İsrail katliamlarının yılbaşına kadar mı, yoksa şubat sonuna kadar mı sürmesi gerektiği konusunda ufak bir detay dışında Netanyahu ile anlaşan Biden yönetimi, bir yandan BM Güvenlik Konseyi'nin ateşkes kararını veto ederken, öbür yandan Filistinlilerin katledilmesi için on binlerce tank topu gönderdi. Blinken sosyal medya hesabından, “Bazı MF senatörleri İsrail'e askeri desteğimize şartlar koymak istediler, bu yüzden İsrail'e değeri 100 milyon doların üzerinde olan 13 bin tank mermisini derhal sağlamak için Kongre'yi bypas etmek için acil durum yetkisini kullandım” diyerek silah satışlarından alacağı komisyonlar için demokrasiyi askıya alabileceğini gösterdi.

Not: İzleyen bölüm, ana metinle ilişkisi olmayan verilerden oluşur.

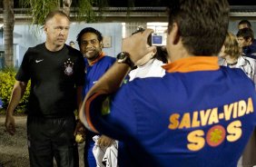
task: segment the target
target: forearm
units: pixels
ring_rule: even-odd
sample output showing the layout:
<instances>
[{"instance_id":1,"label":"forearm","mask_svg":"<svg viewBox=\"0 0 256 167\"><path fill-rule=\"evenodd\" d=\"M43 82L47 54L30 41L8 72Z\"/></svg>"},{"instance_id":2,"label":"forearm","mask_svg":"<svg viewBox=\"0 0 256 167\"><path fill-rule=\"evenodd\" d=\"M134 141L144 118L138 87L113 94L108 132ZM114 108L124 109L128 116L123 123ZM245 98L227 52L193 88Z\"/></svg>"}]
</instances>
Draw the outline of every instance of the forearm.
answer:
<instances>
[{"instance_id":1,"label":"forearm","mask_svg":"<svg viewBox=\"0 0 256 167\"><path fill-rule=\"evenodd\" d=\"M90 89L84 101L95 93L112 93L116 92L129 71L130 67L126 64L115 63Z\"/></svg>"},{"instance_id":2,"label":"forearm","mask_svg":"<svg viewBox=\"0 0 256 167\"><path fill-rule=\"evenodd\" d=\"M12 95L10 98L10 102L6 110L7 115L13 115L15 109L18 105L20 100L22 99L25 88L26 88L27 83L25 82L16 82L15 84Z\"/></svg>"}]
</instances>

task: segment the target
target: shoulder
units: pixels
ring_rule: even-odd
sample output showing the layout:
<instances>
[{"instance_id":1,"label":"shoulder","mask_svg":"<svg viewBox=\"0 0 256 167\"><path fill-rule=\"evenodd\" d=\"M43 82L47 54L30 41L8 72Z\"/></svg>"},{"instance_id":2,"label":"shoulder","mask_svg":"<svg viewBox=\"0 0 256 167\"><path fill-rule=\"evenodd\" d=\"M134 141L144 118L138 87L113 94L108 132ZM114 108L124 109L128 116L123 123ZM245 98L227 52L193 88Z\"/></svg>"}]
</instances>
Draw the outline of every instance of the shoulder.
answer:
<instances>
[{"instance_id":1,"label":"shoulder","mask_svg":"<svg viewBox=\"0 0 256 167\"><path fill-rule=\"evenodd\" d=\"M115 58L114 57L111 57L109 55L105 55L102 58L102 62L105 63L105 64L113 64L115 62Z\"/></svg>"}]
</instances>

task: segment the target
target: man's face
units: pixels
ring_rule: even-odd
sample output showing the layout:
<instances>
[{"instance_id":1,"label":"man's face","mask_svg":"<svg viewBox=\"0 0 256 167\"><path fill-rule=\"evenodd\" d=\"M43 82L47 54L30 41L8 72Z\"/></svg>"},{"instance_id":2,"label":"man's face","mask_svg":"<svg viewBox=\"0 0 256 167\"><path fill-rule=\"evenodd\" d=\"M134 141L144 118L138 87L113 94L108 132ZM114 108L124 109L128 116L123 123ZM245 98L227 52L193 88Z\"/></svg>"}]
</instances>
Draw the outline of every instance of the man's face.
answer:
<instances>
[{"instance_id":1,"label":"man's face","mask_svg":"<svg viewBox=\"0 0 256 167\"><path fill-rule=\"evenodd\" d=\"M238 25L239 30L242 29L242 28L249 28L249 27L248 27L247 24L241 24L241 25Z\"/></svg>"},{"instance_id":2,"label":"man's face","mask_svg":"<svg viewBox=\"0 0 256 167\"><path fill-rule=\"evenodd\" d=\"M69 32L69 20L63 15L56 15L44 25L46 42L51 47L63 46Z\"/></svg>"},{"instance_id":3,"label":"man's face","mask_svg":"<svg viewBox=\"0 0 256 167\"><path fill-rule=\"evenodd\" d=\"M245 40L242 36L237 37L237 41L240 47L244 47L251 44L251 40L250 39Z\"/></svg>"},{"instance_id":4,"label":"man's face","mask_svg":"<svg viewBox=\"0 0 256 167\"><path fill-rule=\"evenodd\" d=\"M102 52L102 43L95 34L85 33L81 37L80 51L89 61L94 61Z\"/></svg>"}]
</instances>

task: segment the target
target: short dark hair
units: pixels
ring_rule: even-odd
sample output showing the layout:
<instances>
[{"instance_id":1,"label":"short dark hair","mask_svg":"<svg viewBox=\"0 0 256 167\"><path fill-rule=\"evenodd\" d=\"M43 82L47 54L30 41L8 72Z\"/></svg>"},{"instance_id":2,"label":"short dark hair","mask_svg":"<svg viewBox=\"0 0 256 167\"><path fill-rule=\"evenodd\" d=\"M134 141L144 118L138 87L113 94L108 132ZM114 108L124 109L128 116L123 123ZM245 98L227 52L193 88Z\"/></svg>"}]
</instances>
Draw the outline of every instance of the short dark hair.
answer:
<instances>
[{"instance_id":1,"label":"short dark hair","mask_svg":"<svg viewBox=\"0 0 256 167\"><path fill-rule=\"evenodd\" d=\"M98 30L94 29L93 27L86 27L86 28L84 28L83 30L81 30L81 32L77 34L76 41L78 43L79 47L81 45L81 38L86 33L95 34L97 35L99 42L102 42L103 39L102 34Z\"/></svg>"},{"instance_id":2,"label":"short dark hair","mask_svg":"<svg viewBox=\"0 0 256 167\"><path fill-rule=\"evenodd\" d=\"M253 31L251 28L242 28L240 29L236 36L237 37L243 37L246 41L248 41L249 38L251 38L251 41L254 40L254 34Z\"/></svg>"},{"instance_id":3,"label":"short dark hair","mask_svg":"<svg viewBox=\"0 0 256 167\"><path fill-rule=\"evenodd\" d=\"M227 0L172 0L168 33L175 22L186 50L193 55L218 54L229 25Z\"/></svg>"},{"instance_id":4,"label":"short dark hair","mask_svg":"<svg viewBox=\"0 0 256 167\"><path fill-rule=\"evenodd\" d=\"M67 15L65 15L65 13L64 13L63 11L60 11L60 10L55 10L55 11L49 12L49 14L45 16L44 25L45 25L49 20L51 20L56 15L64 16L69 20L69 16L67 16Z\"/></svg>"},{"instance_id":5,"label":"short dark hair","mask_svg":"<svg viewBox=\"0 0 256 167\"><path fill-rule=\"evenodd\" d=\"M247 26L249 27L249 28L251 28L251 23L249 22L249 20L241 20L241 21L240 21L239 23L238 23L238 25L247 25Z\"/></svg>"}]
</instances>

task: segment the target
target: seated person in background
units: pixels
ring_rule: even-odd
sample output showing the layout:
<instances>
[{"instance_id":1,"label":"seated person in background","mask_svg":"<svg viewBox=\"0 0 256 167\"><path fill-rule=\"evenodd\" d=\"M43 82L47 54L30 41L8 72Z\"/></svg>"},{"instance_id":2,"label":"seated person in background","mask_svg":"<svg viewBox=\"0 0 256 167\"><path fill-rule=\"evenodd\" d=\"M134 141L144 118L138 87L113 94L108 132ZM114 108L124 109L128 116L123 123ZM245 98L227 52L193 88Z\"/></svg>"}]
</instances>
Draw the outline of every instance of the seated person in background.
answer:
<instances>
[{"instance_id":1,"label":"seated person in background","mask_svg":"<svg viewBox=\"0 0 256 167\"><path fill-rule=\"evenodd\" d=\"M241 68L249 78L256 83L255 59L241 55L241 48L239 46L236 36L228 32L225 42L222 47L219 56L222 58L220 65L230 68Z\"/></svg>"},{"instance_id":2,"label":"seated person in background","mask_svg":"<svg viewBox=\"0 0 256 167\"><path fill-rule=\"evenodd\" d=\"M256 40L253 31L242 28L236 34L239 45L242 48L242 55L256 59Z\"/></svg>"},{"instance_id":3,"label":"seated person in background","mask_svg":"<svg viewBox=\"0 0 256 167\"><path fill-rule=\"evenodd\" d=\"M251 28L251 25L248 20L241 20L238 24L238 29L241 30L242 28Z\"/></svg>"},{"instance_id":4,"label":"seated person in background","mask_svg":"<svg viewBox=\"0 0 256 167\"><path fill-rule=\"evenodd\" d=\"M227 33L225 42L220 52L219 56L223 58L220 65L231 68L241 68L254 84L255 77L255 59L241 55L241 48L239 46L236 36L231 33ZM256 132L254 131L250 141L245 147L243 153L239 161L238 167L256 165Z\"/></svg>"}]
</instances>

Ekvador'un Rafael Correa yönetimindeki eski dışişleri bakanı Jacobin de, İsrail saldırılarının Filistin mücadelesini yeniden küresel politikanın ön saflarına yerleştirdiğini belirtti. Son dönemde İngiltere ve ABD yönetimlerini avuçlarının içinde tutan Siyonistlerin İbrahim anlaşmaları dayatması ile Filistin ile Arap dünyasının dayanışmasını nerede ise yok etmişti.

Sudan’da Ömer Beşir’i devirdikten sonra Sudan, Etiyopya, Somali’nin Filistin’e destek veren sesini kısan, İsrail’e en net tepki Latin Amerika’dan geldi. İsrail'in Gazze'ye saldırısı, Küba ve Venezüella gibi insanlık vicdanına önem veren ülkeler gibi Kolombiya , Şili ve Honduras Tel Aviv’deki büyükelçilerini geri çağırdı; Bolivya ilişkileri kesti.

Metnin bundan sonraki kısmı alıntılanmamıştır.